Let me elaborate a bit on some of the ideas implicit in Jyrki Lahtonen's very slick answer. In particular, I will give a concrete sense in which the vanishing set of a polynomial is "small", analogous to how the vanishing set of a polynomial over $\mathbb{R}$ has measure zero (in fact, this argument can be used to prove that measure-theoretic fact).
Specifically, we define by induction on $r$ what it means for a subset $V\subseteq F^r$ to be "small". For $r=0$, we say $V\subseteq F^0$ is small if it is empty. By induction, we then say that $V\subseteq F^r$ is small iff for all but finitely many $a\in F$, $\{b\in F^{r-1}:(b,a)\in V\}$ is a small subset of $F^{r-1}$. So for instance, a subset of $F^1$ is small iff it is finite, and a subset of $F^2$ is small iff all but finitely many of its vertical fibers are finite.
Now I claim that if $f\in F[x_1,\dots,x_r]$ is any nonzero polynomial, then the set $V=\{v\in F^r:f(v)=0\}$ is a small subset of $F^r$. We prove this by induction on $r$; the case $r=0$ is trivial. Supposing $r>0$, think of $f$ as a polynomial in $x_1,\dots,x_{r-1}$ with coefficients in $F[x_r]$. Since $f\neq 0$, at least one of these coefficients in $F[x_r]$ is nonzero. There are thus only finitely many values which can be substituted for $x_r$ which make all the coefficients $0$. Thus for all but finitely many $a\in F$, the polynomial $f_a(x_1,\dots,x_{r-1})=f(x_1,\dots,x_{r-1},a)$ is nonzero. By induction, the set $\{b\in F^{r-1}:(b,a)\in V\}=\{b\in F^{r-1}:f_a(b)=0\}$ is small for all but finitely many $a$. Thus $V$ is small.
Now finally note that the union of two small sets is small (easy by induction on $r$) and that if $F$ is infinite, then $F^r$ is not small as a subset of itself (again, easy by induction on $r$).

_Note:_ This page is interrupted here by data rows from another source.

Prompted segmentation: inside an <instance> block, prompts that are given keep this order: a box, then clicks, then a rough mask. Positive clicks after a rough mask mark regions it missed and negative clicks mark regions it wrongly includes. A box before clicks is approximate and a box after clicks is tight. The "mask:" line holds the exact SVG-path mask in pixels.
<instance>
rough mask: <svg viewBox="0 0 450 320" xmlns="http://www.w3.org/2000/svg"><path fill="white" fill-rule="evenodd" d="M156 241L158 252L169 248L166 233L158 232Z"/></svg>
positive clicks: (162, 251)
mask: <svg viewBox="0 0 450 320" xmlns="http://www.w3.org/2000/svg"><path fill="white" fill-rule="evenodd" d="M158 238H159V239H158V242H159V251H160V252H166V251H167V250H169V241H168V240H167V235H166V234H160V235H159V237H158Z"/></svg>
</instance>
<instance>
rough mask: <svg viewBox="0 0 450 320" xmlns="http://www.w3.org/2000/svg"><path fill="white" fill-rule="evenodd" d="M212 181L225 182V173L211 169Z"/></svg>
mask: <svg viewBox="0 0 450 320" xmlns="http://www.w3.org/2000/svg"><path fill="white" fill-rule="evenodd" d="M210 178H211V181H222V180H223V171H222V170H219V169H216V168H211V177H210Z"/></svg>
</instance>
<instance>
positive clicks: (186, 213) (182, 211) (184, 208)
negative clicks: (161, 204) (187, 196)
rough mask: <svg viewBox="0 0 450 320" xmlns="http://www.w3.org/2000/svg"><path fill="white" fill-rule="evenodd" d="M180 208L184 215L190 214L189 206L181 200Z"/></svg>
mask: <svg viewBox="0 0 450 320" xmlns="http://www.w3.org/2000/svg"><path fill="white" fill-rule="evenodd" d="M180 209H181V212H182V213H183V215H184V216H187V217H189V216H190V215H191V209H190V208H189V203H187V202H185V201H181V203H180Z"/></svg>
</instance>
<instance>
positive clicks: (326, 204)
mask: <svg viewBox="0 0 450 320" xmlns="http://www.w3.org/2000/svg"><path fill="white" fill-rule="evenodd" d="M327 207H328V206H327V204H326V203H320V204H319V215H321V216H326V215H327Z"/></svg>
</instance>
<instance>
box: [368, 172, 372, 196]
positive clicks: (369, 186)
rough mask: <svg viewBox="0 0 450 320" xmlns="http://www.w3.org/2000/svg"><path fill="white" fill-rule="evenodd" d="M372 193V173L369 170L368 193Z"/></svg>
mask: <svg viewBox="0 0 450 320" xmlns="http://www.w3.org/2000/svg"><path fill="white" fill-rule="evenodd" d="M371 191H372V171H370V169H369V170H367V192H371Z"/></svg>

Thus if $f$ and $g$ are nonzero polynomials, the union of their vanishing sets is small and in particular is not all of $F^r$. (Alternatively, as in the other answer, the union of their vanishing sets is the vanishing set of $fg$ and hence is small.)
This approach generalizes to give some stronger results than the simple, more algebraic approach in Jyrki Lahtonen's answer. For instance, you could replace "finite" by "countable" to get another notion of "small" which is closed under countable unions. This then shows that if $F$ is uncountable, no countable union of zero sets of polynomials can cover $F^r$.